Reputation: 385
When training nn models using Pytorch, is there a difference regarding where we place the backward method? For example, which one of below is correct?
Calculate gradient across the batch:
for e in range(epochs):
for i in batches_list:
out = nn_model(i)
loss = loss_function(out, actual)
loss_sum += loss.item()
lstm.zero_grad()
loss.backward()
optimizer.step()
loss_list.append(loss_sum / num_train_obs)

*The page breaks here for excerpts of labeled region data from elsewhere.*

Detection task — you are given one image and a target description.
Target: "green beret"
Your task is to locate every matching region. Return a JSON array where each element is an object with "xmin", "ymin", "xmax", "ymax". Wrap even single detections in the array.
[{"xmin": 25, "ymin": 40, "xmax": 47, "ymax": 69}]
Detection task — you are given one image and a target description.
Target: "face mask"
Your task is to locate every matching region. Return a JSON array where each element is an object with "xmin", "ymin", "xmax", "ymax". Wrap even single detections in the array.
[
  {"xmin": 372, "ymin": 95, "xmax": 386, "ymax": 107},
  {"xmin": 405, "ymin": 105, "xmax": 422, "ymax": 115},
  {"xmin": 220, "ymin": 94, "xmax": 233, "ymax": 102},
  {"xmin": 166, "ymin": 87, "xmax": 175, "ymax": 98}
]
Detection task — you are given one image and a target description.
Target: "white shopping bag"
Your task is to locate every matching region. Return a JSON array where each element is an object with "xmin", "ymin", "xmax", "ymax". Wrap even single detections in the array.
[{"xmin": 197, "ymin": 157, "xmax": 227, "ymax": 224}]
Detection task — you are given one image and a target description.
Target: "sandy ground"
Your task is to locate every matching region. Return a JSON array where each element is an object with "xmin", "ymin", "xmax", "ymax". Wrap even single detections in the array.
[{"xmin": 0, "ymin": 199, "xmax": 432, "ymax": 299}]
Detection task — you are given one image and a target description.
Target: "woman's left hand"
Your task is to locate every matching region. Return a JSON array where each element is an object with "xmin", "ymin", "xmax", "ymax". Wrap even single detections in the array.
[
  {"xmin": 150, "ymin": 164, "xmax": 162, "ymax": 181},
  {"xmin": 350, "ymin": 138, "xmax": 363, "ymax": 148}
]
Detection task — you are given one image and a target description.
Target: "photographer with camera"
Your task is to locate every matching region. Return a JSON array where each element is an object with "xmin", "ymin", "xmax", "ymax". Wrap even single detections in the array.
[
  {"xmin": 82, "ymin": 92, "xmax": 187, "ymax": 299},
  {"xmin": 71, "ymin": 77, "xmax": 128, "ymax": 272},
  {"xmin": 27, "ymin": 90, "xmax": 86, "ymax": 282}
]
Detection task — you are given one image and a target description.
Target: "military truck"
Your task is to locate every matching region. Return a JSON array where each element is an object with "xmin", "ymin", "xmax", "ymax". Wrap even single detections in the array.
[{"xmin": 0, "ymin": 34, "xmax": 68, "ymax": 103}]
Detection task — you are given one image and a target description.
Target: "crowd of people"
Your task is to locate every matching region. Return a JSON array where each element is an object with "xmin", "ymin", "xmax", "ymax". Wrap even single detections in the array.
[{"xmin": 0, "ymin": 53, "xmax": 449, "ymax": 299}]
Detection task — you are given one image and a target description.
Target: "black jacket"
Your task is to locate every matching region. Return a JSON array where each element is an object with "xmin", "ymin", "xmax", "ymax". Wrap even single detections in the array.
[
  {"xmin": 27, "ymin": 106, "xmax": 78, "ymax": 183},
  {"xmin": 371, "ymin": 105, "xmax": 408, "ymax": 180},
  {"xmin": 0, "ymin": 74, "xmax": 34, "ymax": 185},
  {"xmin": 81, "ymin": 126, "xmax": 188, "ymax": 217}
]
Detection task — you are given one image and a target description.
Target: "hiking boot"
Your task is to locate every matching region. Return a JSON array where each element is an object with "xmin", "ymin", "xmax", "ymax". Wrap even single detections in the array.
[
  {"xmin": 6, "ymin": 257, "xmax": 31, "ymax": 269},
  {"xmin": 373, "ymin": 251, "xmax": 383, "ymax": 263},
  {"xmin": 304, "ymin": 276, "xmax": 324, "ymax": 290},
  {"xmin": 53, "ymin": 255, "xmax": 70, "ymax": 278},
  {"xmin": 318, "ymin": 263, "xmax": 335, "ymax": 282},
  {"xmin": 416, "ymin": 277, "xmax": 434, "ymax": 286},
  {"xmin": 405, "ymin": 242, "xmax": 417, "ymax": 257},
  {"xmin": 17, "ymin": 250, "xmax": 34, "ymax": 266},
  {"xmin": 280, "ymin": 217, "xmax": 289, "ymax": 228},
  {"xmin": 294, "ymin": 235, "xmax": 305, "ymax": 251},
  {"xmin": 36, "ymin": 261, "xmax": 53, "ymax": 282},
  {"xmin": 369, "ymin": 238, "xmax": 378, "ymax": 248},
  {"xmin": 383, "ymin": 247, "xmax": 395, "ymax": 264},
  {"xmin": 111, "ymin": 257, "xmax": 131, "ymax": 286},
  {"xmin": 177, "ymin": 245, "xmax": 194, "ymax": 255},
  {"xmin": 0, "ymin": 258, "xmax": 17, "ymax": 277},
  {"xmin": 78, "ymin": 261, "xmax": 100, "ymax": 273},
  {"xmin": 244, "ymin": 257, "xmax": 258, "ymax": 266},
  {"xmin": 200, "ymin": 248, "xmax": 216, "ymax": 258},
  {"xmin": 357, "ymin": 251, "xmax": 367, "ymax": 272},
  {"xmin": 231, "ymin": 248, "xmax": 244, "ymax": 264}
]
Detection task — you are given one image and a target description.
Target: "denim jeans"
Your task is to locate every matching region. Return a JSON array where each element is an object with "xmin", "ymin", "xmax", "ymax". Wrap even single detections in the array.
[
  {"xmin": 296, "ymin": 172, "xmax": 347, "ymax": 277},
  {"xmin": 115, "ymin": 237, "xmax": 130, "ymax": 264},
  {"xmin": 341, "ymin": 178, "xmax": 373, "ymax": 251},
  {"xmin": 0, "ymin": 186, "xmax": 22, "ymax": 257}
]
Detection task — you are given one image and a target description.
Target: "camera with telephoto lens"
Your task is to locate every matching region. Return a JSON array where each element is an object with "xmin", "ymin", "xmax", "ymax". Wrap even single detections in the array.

Calculate gradient across the epoch:
for e in range(epochs):
for i in batches_list:
out = nn_model(i)
loss = loss_function(out, actual)
loss_sum += loss.item()
lstm.zero_grad()
loss_sum.backward()
optimizer.step()
loss_list.append(loss_sum / num_train_obs)
Upvotes: 4
Views: 1733
Reputation: 16450
Both are programmatically correct.
The first one is batch gradient descent, and the second one is gradient descent. In most of the problems we want to do batch gradient descent, so the first one is the right approach. It is also likely to train faster.
You may use the second approach if you want to do Gradient descent (but it is seldom desired to do GD when you can do batch GD). However, since in GD you don't clear the graph every batch (.zero_grad
is called only once), you may run out-of-memory.
Upvotes: 3